Printing hashmaps

Code

use std::collections::HashMap;

let mut scores = HashMap::new();

scores.insert(String::from("Blue"), 10);
scores.insert(String::from("Yellow"), 50);

for (key, value) in &scores {
    println!("{}: {}", key, value);
}

Output

Yellow: 50
Blue: 10

How come the yellow: 50 gets printed out first? Shouldn't it be Blue: 10 that gets printed out first cause we added this first?

And also in this line of code

for (key, value) in &scores {
    println!("{}: {}", key, value);
}

How come we are using &scores instead of scores?

3 Likes

HashMap does not keep keys in order of insertion.
From docs:

pub fn iter(&self) -> Iter<K, V>
An iterator visiting all key-value pairs in arbitrary order.

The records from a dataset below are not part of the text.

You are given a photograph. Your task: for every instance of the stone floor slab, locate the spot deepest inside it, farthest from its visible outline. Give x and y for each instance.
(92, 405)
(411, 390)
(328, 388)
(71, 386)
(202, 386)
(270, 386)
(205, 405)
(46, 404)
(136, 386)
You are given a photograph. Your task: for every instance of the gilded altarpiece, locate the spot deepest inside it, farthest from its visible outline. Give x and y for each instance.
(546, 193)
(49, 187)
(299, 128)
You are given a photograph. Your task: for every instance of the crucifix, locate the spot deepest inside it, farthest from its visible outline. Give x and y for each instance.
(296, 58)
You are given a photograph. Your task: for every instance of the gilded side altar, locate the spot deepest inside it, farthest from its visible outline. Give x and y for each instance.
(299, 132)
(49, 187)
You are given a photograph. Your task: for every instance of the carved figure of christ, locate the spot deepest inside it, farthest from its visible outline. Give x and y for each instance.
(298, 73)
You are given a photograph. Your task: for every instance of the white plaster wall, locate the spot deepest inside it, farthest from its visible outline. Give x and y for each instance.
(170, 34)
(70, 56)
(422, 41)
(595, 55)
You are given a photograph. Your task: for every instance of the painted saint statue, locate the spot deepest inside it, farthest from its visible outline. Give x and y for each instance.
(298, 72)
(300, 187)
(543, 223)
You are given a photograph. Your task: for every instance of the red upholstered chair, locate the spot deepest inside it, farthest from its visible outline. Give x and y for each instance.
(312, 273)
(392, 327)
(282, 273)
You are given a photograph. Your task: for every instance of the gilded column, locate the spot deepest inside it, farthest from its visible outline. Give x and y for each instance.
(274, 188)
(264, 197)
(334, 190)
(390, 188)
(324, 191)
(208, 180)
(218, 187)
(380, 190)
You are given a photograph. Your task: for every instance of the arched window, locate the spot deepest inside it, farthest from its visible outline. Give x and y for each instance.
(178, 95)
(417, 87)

You will have to track it by yourself or use some crate, which implements it for you, for example linked-hash-map .

1 Like

Another option is indexmap, which maintains insertion order and lets you retrieve items by usize index, in addition to normal hashed key lookups.

3 Likes

You could use either. The difference is that if you use scores, you will consume the HashMap and you will not be able to use it later. When using &scores, you can use the HashMap later, but the types of key and value will be references.

1 Like

Some additional context as to why it works this way - for loops are built on top of the IntoIterator trait. Whatever you pass after the in keyword will implicitly have IntoIterator::into_iter called on it. So let's find the relevant implementations for your case!

  • The type of scores is HashMap, so impl IntoIterator for HashMap is used - this returns an iterator of values, so it must consume the HashMap.
  • The type of &scores is &Hashmap, so impl IntoIterator for &HashMap is used - this returns an iterator of references, so it doesn't consume the original HashMap.

There's more good info on this behavior in the std::iter docs.